Bundling raises clinical concerns because there would be financial incentives to use fewer medications and to reduce the doses of those medications given to patients. Since some patients need large doses of medication to achieve clinical targets, while other patients need low doses, this could mean that some patients will not receive their optimal medication dose. Another concern is whether dialysis units will stop providing drugs that are available in pill form and instead will hand patients prescriptions to fill at their pharmacy using other drug benefits. This could affect whether patients could afford to take necessary drugs. How a new bundled CR would address the needs of patients who require more medications than average or medications that are only covered by Part B is not clear.

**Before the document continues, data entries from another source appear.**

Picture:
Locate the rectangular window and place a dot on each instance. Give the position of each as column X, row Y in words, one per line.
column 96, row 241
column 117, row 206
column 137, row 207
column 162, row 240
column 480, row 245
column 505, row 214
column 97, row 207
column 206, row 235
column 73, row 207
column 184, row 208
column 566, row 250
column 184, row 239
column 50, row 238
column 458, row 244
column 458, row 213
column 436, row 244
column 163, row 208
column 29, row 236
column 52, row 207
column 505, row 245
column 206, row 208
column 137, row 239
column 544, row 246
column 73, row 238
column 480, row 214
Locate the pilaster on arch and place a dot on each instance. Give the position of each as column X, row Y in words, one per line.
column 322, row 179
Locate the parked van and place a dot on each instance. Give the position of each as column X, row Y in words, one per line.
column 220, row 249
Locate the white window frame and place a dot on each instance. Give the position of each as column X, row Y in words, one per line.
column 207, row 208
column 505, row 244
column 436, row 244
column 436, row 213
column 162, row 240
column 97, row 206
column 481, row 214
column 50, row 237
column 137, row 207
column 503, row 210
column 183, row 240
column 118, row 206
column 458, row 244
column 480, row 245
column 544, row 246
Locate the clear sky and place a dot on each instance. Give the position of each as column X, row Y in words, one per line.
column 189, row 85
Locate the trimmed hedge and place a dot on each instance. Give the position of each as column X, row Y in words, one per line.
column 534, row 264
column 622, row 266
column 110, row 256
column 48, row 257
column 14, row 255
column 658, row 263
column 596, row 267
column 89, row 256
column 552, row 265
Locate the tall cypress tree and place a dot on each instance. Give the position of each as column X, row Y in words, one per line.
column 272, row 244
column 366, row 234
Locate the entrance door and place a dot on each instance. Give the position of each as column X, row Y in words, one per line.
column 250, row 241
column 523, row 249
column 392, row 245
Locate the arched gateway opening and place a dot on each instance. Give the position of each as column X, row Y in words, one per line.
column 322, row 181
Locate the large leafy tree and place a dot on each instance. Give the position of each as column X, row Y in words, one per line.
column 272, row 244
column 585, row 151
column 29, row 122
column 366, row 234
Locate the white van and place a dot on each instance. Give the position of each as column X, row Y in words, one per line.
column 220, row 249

I am in favor of being good stewards of the taxpayers’ money, but bundling is the wrong way to save money on Medicare’s dialysis program. It is not in the patient’s interest to turn medications into cost to be controlled along with 4x4s, band-aids & staff time. Let’s improve Medicare reimbursement without sacrificing clinical outcomes.
-
Thanks for the info. It is helpful to know this.
-
A friend of mine had Chrohn's Disease, an inflammatory deterioration of the intestine which produces considerable blood loss, and he found he was unable to work when his hemoglobin fell below 90. When I was first in the hospital with renal disease, because it was the practice of the hospital not to give EPO to patients classified as 'acute renal failure' cases, as I was, my hemoglobin dropped to 85 and I was unable to lift my head off the pillow. The Merck Manual -- the Bible of every hospital intern because it is designed to fit in the pocket of a lab coat and covers every question you are bound to encounter on grand rounds -- defines "severe" anemia for males as any value below 120, but the symptoms in each patient will vary according to their normal hemoglobin level. My normal, pre-dialysis hemoglobin level was always in the 160s, though for some males this is in the 140s, so I was affected more by the dialysis red blood cell count levels than some others were.